OpenCL 3.0 Extension Spec:

Chapter 12. Creating OpenCL Event Objects from OpenGL Sync Objects

12.1. Overview

This section describes the cl_khr_gl_event extension. … In addition, this extension modifies the behavior of clEnqueueAcquireGLObjects and clEnqueueReleaseGLObjects to implicitly guarantee synchronization with an OpenGL context bound in the same thread as the OpenCL context …
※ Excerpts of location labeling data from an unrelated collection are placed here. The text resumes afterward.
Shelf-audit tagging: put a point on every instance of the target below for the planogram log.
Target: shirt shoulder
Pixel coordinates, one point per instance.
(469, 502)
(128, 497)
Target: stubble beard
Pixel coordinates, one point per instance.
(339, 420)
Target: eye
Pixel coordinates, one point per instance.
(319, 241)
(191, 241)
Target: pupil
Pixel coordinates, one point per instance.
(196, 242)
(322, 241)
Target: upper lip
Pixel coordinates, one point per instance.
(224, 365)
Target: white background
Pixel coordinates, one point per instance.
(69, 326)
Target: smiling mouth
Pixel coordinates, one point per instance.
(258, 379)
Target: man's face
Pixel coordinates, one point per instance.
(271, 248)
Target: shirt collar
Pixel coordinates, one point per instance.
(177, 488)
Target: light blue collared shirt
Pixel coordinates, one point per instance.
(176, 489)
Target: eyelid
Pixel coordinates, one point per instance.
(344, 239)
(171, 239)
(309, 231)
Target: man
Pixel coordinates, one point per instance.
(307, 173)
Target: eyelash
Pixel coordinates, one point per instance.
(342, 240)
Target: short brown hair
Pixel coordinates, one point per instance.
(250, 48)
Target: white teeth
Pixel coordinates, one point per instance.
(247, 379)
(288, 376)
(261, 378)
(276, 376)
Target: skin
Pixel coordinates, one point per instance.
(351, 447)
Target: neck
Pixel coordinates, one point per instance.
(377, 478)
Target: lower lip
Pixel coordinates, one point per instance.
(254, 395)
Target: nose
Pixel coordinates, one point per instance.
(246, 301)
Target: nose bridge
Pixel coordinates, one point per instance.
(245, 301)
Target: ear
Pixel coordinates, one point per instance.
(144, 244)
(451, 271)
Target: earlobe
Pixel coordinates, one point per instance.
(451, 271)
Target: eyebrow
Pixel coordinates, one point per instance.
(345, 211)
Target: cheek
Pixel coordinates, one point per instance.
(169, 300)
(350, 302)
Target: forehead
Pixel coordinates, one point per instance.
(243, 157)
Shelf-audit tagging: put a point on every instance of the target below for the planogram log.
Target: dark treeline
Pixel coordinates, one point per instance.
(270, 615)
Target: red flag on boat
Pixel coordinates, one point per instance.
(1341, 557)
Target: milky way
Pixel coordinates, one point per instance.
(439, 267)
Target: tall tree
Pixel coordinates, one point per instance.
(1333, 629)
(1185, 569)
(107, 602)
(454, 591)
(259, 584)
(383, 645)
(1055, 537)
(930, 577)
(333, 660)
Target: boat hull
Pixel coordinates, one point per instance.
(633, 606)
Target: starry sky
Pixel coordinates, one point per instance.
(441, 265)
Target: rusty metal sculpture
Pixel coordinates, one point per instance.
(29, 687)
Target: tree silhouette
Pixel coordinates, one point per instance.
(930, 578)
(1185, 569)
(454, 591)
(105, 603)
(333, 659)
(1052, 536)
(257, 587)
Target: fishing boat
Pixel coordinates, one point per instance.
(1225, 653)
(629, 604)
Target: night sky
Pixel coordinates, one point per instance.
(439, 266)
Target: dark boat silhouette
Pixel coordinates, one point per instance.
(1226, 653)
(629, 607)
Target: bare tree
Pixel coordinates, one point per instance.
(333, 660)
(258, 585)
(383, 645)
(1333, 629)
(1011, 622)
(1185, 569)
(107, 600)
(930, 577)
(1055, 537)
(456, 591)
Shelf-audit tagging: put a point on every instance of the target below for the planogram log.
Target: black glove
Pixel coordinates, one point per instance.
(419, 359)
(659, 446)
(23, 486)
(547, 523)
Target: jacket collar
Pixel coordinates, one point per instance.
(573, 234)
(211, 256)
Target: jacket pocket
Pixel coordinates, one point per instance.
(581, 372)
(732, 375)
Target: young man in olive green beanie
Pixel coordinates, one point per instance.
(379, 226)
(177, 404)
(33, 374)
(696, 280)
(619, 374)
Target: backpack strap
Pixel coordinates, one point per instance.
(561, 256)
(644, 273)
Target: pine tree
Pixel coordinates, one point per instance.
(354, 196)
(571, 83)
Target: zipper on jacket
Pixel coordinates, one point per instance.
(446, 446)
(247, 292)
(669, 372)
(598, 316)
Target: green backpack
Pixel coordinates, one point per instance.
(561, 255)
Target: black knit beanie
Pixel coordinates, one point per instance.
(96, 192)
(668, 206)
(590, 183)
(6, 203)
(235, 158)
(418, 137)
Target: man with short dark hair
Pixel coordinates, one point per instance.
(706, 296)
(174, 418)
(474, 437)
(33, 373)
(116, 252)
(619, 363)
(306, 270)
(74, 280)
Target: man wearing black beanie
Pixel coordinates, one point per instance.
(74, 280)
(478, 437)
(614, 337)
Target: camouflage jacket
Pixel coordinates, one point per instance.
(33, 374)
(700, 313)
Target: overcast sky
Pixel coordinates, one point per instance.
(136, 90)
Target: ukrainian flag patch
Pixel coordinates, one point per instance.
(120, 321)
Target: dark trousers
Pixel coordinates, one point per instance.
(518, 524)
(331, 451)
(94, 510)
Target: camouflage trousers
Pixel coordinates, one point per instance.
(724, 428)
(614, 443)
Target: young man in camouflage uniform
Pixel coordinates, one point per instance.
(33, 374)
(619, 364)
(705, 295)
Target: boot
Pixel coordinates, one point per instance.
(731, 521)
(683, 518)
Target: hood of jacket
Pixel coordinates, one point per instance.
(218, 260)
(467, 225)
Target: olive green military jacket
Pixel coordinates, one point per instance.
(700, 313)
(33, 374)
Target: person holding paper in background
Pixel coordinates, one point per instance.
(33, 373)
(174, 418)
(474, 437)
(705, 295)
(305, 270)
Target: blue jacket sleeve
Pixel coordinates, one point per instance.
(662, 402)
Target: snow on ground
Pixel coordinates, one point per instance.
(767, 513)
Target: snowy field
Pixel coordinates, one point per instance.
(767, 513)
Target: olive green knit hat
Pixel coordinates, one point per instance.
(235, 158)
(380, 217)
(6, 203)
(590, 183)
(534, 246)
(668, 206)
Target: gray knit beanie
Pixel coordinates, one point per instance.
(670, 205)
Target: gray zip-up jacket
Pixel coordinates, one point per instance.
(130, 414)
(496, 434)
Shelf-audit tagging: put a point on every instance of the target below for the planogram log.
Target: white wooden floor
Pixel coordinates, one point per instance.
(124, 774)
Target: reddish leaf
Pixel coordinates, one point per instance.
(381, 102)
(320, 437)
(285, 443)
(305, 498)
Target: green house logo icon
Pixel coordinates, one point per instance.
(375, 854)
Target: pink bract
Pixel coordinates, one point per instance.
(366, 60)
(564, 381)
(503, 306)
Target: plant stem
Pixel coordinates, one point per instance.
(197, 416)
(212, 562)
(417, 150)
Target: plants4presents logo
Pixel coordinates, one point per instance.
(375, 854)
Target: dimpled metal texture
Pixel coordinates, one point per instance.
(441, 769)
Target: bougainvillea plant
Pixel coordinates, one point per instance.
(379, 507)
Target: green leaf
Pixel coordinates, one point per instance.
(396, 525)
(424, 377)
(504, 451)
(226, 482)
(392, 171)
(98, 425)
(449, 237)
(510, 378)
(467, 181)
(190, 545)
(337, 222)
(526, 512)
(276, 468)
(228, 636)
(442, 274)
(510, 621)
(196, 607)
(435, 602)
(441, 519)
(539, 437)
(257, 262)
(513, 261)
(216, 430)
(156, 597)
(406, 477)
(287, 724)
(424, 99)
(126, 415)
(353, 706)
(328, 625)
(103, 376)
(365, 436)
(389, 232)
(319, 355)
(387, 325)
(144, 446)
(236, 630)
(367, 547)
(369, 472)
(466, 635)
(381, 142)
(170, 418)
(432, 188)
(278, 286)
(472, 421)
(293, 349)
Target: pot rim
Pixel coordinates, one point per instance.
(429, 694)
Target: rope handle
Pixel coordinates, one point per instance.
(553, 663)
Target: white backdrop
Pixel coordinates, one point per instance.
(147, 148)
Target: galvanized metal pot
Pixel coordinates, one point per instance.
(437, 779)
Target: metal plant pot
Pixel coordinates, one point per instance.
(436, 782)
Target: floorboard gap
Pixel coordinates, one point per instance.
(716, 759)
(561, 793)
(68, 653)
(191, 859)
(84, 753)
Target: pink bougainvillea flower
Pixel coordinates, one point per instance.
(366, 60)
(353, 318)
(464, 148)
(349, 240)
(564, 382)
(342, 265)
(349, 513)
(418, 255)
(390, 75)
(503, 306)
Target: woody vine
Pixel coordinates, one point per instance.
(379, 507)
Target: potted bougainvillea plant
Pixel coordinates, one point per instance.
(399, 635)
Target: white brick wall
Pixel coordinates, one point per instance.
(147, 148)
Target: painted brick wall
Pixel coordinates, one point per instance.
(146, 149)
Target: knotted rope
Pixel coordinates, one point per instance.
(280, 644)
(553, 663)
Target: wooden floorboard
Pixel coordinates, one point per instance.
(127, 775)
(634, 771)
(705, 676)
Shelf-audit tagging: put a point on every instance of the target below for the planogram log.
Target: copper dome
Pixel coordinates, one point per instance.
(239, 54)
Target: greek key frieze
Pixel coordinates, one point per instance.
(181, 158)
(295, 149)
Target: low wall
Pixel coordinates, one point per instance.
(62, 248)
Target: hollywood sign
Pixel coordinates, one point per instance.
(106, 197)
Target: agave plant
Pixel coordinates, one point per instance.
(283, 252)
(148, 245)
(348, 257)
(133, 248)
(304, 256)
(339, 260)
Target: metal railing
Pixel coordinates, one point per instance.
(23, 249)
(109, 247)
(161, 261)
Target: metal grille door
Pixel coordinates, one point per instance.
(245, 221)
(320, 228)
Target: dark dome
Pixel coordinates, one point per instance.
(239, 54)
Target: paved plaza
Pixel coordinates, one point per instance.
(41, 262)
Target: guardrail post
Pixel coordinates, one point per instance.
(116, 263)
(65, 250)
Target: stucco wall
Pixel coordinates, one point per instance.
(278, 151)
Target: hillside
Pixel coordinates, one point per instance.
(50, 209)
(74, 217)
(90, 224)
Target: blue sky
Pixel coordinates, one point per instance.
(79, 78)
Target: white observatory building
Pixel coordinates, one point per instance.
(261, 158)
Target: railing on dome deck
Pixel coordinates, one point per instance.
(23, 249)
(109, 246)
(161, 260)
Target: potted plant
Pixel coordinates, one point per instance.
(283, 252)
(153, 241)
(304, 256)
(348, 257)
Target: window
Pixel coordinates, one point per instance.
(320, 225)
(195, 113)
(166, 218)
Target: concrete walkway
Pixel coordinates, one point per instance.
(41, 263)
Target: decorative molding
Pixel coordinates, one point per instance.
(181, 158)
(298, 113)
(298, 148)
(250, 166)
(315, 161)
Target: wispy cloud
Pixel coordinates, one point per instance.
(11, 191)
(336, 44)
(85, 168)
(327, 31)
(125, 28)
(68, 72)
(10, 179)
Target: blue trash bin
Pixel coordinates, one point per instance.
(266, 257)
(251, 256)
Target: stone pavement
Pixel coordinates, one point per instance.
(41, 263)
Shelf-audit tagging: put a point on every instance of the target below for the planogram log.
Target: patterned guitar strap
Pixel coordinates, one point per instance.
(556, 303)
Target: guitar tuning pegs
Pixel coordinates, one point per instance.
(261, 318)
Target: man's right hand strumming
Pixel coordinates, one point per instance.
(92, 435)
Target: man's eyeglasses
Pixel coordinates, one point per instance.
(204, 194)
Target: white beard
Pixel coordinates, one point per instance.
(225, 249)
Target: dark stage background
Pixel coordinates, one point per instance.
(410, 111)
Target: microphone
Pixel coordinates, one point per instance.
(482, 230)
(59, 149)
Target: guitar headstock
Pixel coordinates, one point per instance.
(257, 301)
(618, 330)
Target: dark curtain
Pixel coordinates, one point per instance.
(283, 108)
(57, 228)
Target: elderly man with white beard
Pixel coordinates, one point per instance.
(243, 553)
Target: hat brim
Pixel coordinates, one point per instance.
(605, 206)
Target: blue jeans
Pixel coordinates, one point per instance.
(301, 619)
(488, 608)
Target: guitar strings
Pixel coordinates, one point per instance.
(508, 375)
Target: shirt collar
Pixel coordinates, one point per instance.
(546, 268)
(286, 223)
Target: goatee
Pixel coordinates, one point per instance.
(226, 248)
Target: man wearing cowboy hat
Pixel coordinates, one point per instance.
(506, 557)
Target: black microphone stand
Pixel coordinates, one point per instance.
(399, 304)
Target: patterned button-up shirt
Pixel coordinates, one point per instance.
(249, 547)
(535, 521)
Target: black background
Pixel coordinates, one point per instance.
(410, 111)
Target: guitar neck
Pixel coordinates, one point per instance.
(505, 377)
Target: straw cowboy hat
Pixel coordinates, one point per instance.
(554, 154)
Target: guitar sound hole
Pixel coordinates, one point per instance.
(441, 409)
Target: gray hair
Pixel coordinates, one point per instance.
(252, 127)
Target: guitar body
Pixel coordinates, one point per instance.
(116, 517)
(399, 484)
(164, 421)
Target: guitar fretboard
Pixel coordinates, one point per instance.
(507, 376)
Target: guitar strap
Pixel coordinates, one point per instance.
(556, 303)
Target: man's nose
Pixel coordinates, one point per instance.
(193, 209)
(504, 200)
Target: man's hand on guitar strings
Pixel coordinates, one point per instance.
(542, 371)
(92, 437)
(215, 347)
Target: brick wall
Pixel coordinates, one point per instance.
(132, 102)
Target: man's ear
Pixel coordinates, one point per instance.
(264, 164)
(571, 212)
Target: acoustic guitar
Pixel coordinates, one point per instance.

12.6. Additions to the OpenCL Extension Specification

Add following the paragraph describing parameter event to clEnqueueAcquireGLObjects:

"If an OpenGL context is bound to the current thread, then any OpenGL commands which

affect or access the contents of a memory object listed in the mem_objects list, and

were issued on that OpenGL context prior to the call to clEnqueueAcquireGLObjects

will complete before execution of any OpenCL commands following the clEnqueueAcquireGLObjects which affect or access any of those memory objects. If a non-NULL event object is returned, it will report completion only after completion of such OpenGL commands."

Add following the paragraph describing parameter event to clEnqueueReleaseGLObjects:

"`If an OpenGL context is bound to the current thread, then then any OpenGL commands which

affect or access the contents of the memory objects listed in the mem_objects list, and

are issued on that context after the call to clEnqueueReleaseGLObjects

will not execute until after execution of any OpenCL commands preceding the clEnqueueReleaseGLObjects which affect or access any of those memory objects. If a non-NULL event object is returned, it will report completion before execution of such OpenGL commands.`"

Replace the second paragraph of Synchronizing OpenCL and OpenGL Access to Shared Objects with:

“Prior to calling clEnqueueAcquireGLObjects, the application must ensure that any pending OpenGL operations which access the objects specified in mem_objects have completed.If the cl_khr_gl_event extension is supported, then the OpenCL implementation will ensure that any such pending OpenGL operations are complete for an OpenGL context bound to the same thread as the OpenCL context. This is referred to as implicit synchronization. …”

hterrolle · January 3, 2021, 9:58am

It look like on ARM mali G72 there is more than one GPU heart. So they may not need any synchronization. It is like double buffering they may switch from one heart to another. And i think that OpenCL do not need to use Context like OpenGL. I not sure of how it works. But it look like it is working well.

system · October 19, 2021, 6:06pm

This topic was automatically closed 183 days after the last reply. New replies are no longer allowed.